Aber es sind nicht nur Rechtsextreme, die protestieren. Die irische Willkommenskultur insgesamt hat Schaden genommen, was nicht zuletzt an den Regierungsmaßnahmen liegt. So sucht man Flüchtlingsunterkünfte in den vornehmen Dubliner Vierteln vergeblich. Auf dem Land, vor allem in den Touristengegenden, sind hingegen die meisten Hotels den ukrainischen Flüchtlingen vorbehalten. In dem kleinen Ort Lisdoonvarna zum Beispiel mit seinen rund 800 Einwohnern wohnen 1.400 Ukrainer.

Der Ort lebt seit 150 Jahren von dem traditionellen Heiratsmarkt, der den ganzen September über stattfindet. Deshalb gibt es überdurchschnittlich viele Hotels, die nun allesamt belegt sind. Für die Hotelbesitzer ist das ein gutes Geschäft, aber die Restaurants, Pubs und Geschäfte gehen leer aus, denn die Touristen, die früher aus allen Teilen Irlands und aus dem Ausland kamen, können nicht mehr über Nacht bleiben.

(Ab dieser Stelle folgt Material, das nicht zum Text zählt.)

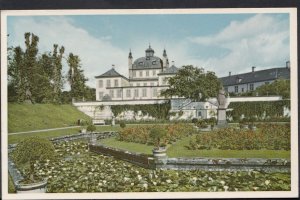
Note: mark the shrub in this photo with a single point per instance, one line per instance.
(194, 120)
(91, 128)
(122, 124)
(272, 136)
(31, 150)
(158, 134)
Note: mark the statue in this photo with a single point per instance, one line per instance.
(222, 101)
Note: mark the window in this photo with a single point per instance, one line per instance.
(128, 93)
(107, 83)
(136, 92)
(226, 89)
(236, 89)
(100, 95)
(100, 84)
(251, 87)
(116, 83)
(154, 92)
(111, 93)
(144, 92)
(119, 93)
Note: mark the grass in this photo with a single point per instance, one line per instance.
(11, 186)
(27, 117)
(179, 150)
(12, 139)
(130, 146)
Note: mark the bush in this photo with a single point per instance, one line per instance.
(31, 150)
(122, 124)
(272, 136)
(157, 135)
(91, 128)
(194, 120)
(141, 134)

Noch nehmen es die meisten Einwohner gelassen hin. Bisher sind die Rechtsextremen eine verschwindend kleine Minderheit. Aber sie rüsten sich für die Wahlen, die vielleicht schon in diesem Jahr, spätestens aber im März 2025 stattfinden werden. Mit Hilfe der Stimmungsmache gegen Flüchtlinge wollen sie zum ersten Mal ein Mandat gewinnen.